In Cocullo, a tiny Medieval village in the Region Abruzzo, about 130 Km East of Rome, each May 1st is held one of the most unusual events across Italy, the Snake Festival, Festa dei Serpari di Cocullo.
We’re sure you’re wondering why there’s a Festival dedicated to snakes! Well, this ancient ritual roots back to the Italic population, the Marsi, who lived in this area. They were devoted to the Goddess Angizia, associated to the cult of snakes and believed to have healing powers especially against snake bites. Today, the Festival is dedicated to the Saint San Domenico Abate, who lived for 7 years in Cocullo, and who is also believed to protect against snake bites and rabies.
The rite starts around March 19th when the serpari, the snake hunters, start the hunting in the surrounding mountains. In Cocullo snakes have been loved and respected for centuries. They are controlled by herpetologists and fed until the day of the Festival when they are offered to the Saint.
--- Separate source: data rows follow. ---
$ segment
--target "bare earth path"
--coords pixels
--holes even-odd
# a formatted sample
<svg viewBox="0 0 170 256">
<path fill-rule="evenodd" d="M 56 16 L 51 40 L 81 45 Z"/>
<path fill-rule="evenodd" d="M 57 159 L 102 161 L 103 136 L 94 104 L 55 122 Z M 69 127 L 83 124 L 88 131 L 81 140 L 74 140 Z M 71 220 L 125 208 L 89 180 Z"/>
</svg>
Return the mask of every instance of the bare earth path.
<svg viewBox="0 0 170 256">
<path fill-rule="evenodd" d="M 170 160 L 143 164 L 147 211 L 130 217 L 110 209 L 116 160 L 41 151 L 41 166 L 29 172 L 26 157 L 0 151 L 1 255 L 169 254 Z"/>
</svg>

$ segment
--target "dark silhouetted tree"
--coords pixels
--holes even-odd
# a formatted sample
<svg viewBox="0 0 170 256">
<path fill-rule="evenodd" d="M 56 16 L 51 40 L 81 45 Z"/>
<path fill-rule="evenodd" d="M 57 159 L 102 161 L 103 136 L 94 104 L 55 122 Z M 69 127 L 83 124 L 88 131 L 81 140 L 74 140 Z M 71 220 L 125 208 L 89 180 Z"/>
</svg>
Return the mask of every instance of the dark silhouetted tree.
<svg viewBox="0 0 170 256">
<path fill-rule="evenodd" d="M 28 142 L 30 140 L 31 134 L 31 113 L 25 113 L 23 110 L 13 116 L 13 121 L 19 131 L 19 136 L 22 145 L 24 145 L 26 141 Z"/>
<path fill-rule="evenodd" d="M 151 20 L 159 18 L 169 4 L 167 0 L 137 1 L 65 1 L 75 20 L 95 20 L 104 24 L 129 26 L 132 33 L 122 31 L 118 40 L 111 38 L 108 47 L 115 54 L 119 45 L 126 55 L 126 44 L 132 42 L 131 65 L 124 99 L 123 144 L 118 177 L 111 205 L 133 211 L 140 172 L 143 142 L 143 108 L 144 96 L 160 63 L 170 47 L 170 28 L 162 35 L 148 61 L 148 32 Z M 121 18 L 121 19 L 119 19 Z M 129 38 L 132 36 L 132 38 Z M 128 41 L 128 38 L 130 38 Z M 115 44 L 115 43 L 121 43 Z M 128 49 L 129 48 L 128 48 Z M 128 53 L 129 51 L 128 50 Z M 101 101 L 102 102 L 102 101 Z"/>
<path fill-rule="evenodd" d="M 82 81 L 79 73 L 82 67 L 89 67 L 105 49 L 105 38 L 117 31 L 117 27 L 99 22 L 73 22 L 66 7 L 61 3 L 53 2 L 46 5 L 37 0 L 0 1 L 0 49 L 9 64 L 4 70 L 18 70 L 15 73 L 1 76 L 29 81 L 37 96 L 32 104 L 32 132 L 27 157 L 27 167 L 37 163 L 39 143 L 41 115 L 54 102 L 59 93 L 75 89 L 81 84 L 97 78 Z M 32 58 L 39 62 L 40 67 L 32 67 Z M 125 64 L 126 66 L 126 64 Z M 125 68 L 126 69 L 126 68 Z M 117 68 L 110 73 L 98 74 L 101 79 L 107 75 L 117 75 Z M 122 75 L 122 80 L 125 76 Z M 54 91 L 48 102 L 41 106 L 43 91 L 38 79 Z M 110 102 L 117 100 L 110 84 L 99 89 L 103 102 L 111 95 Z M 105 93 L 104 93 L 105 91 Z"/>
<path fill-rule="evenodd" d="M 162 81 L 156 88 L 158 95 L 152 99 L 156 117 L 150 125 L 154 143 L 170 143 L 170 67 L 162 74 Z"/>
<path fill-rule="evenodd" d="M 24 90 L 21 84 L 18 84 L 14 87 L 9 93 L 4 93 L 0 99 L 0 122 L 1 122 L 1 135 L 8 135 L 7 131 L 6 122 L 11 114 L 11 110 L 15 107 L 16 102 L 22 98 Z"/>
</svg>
On the day of the Festival, the Statue of the Saint comes out of the main church and is adorned with snakes. Undoubtedly, this is the most touching moment of the celebration. Then starts the procession along the little alleys of the village, which turns from a silent and peaceful village of a few hundred inhabitants to a lively place hosting each year around 15.000 worshippers and visitors from all over Italy and some foreign countries. More than 20.000 visitors took part to the 2017 edition, including some members of the UNESCO Commission who came to Cocullo to evaluate the inclusion of the snake Festival among the UNESCO intangible heritage.
Thanks to the Municipality and Pro Loco Cocullo we’ve had the huge privilege to take part to the ritual from a privileged point of view. No words can describe the emotions we felt assisting to this unique rite between the sacred and profane.